BondMason is out with their DIrect Lending Report that indicates that between 2016-2017, mid-sized online lending platforms increased their potential to compete, growing their market share by approximately 50% to £1.6 billion. Large platforms, meanwhile, grew their share by only approximately 6%. BondMason stated the “Big Four [are] challenged by mid-sized platforms as ‘flight to quality’ hots up.”

BondMason offers pre-selected loans from its UK network through a single portal, helping investors to navigate the marketplace and making it simple to build a lending portfolio.

According to BondMason’s Direct Lending Report 2018, increased competition is being matched with overall market growth. Nearly 80% of platforms now offer a credit risk team, while underperforming platforms continue to exit the market.

“We predicted a ‘flight to quality’ would start to emerge in our Direct Lending Report last year, but it’s only in the last twelve months that we’ve really started to see an up-tick in platforms’ governance standards, and some of the weaker platforms struggle with their loan books,” said Stephen Findlay CEO of BondMason. “Our concern a year ago was that many platforms didn’t have sufficient credit risk teams or experienced investment professionals in place.”

BondMason states that the Direct Lending market facilitated £4.5 billion in 2017, up 21% from 2016, as investors continued to turn to alternative finance, frustrated by poor returns caused by volatile stock markets, rising inflation and underwhelming ‘go-to’ investment products. Meanwhile, wealth managers and the IFA industry views the market cautiously.

“A survey featured in our report shows that the majority of advisers can see the benefits of Direct Lending. In fact, there is a lot of potential for advisers to grow the market further as it is still very small in the context of overall lending,” added Findlay. “However, many advisers are reluctant to embrace a new investment product. Years of scandals around unsuitable investments have left advisers battle weary. We’ve already seen a number of compensation claims just in 2018 from the FSCS around non-standard investments; and appreciate the need for advisers to remain cautious.”

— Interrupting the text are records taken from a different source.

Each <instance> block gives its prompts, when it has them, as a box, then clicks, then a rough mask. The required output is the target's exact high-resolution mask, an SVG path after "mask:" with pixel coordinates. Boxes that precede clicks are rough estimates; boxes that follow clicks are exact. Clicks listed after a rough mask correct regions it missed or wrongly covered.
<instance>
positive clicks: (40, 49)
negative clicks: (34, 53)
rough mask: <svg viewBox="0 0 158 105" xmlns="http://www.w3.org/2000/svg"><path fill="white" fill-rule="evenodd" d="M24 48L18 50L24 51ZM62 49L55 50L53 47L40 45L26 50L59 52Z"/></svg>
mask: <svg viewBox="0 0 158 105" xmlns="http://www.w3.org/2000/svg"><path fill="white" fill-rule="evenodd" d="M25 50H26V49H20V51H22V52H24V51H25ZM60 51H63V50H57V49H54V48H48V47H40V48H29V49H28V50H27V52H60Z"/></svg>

The IFISA product is gaining traction as more platforms are offering these products. Findlay expects this to continue to grow in 2018 as demand from retail investors increases and more retail gatekeepers, seek a better return on their client’s cash balances.

BondMason’s report also shows that loan pricing is increasingly the main driver behind a platform choice – having an impact on investors returns.

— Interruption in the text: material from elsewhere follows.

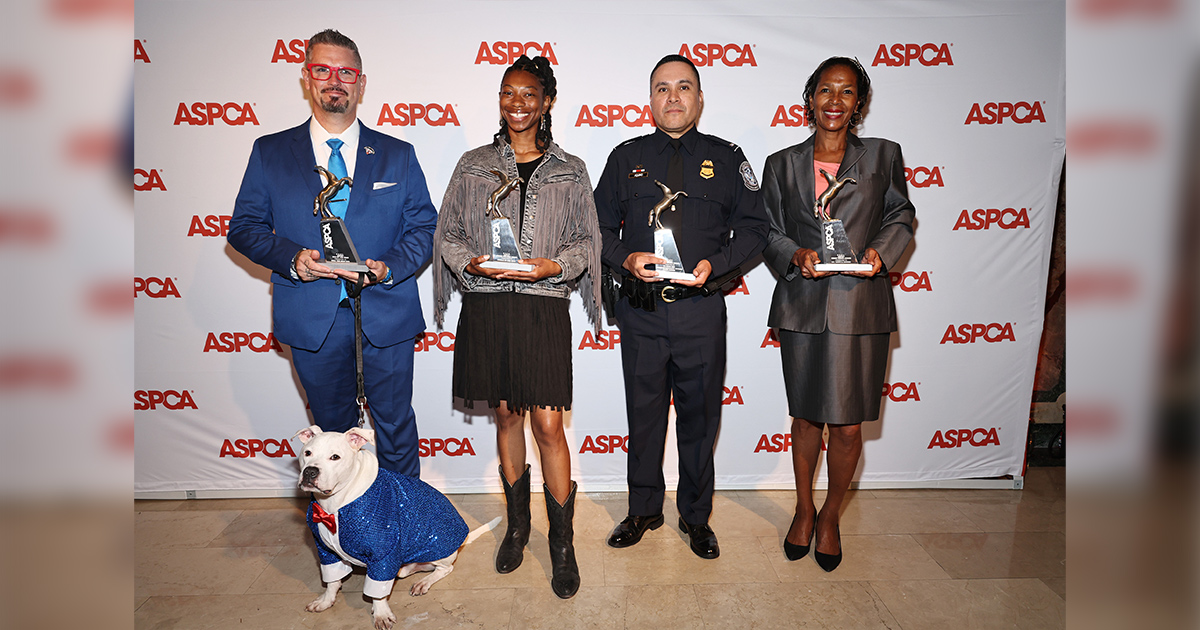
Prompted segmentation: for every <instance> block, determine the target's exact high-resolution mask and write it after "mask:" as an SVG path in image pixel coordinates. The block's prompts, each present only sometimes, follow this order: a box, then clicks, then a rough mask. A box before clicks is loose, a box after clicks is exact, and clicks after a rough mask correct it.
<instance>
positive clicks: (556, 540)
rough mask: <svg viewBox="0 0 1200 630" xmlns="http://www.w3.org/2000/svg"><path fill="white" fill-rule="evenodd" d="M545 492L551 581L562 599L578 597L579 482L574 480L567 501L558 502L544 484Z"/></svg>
mask: <svg viewBox="0 0 1200 630" xmlns="http://www.w3.org/2000/svg"><path fill="white" fill-rule="evenodd" d="M542 488H544V491H545V492H546V516H547V517H548V518H550V536H548V538H550V565H551V568H552V569H553V574H554V575H553V577H552V578H551V581H550V586H551V588H553V589H554V594H556V595H558V596H559V598H563V599H570V598H574V596H575V593H576V592H577V590H578V589H580V565H578V564H576V563H575V544H574V540H575V527H574V524H572V522H574V521H575V491H576V490H577V488H578V484H576V482H575V481H571V493H570V494H568V496H566V503H564V504H563V505H559V504H558V500H557V499H554V496H553V494H551V493H550V488H548V487H546V486H545V485H542Z"/></svg>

“We believe this is likely to lead to a continued reduction in loan rates in 2018, and a reduction in expected rates of returns for lenders, due to platforms competing for borrowers on price. Some platforms may actually exit the market as it becomes harder for platforms to sustain revenues to cover their cost base,” shared Findley. “We believe that investing in lending will continue to grow as a viable and attractive asset class, to compliment holdings in cash and stocks & shares.”

Looking ahead, BondMason anticipates increasing collaborations between traditional lenders and the online lending industry. 2017 saw partnerships between Metro Bank and Zopa, RBS and Funding Circle, and Santander and Kabbage, and this trend is expected to continue, and accelerate, throughout 2018 and 2019. Consolidation between Direct Lending platforms will occur later down the line. Banks are likely to continue to deploy capital through these lending platforms, but also start using online lending as a source of capital. Platforms are expected to compliment, not disrupt, wholesale balance sheet finance and depositors.

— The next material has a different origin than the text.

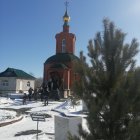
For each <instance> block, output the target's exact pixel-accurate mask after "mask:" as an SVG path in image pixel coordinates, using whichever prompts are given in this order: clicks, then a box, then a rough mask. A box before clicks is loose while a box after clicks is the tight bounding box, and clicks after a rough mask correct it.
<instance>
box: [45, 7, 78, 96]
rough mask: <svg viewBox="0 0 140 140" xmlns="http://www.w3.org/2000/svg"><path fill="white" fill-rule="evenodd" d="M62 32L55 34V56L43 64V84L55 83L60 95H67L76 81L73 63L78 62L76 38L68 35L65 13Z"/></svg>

“There is still so much potential for the direct lending market – potential which the banks and large institutions are increasingly recognising,” commented Findley. “We believe the range of investors and the methods of investing will diversify in the coming year and competition and consolidation will continue to produce better products, which will improve regulation standards. Direct Lending is proving itself to be an asset class here for the long-haul and we expect it to mature and change form over the coming years – becoming an increasing component of asset allocations for retail and institutional investors.”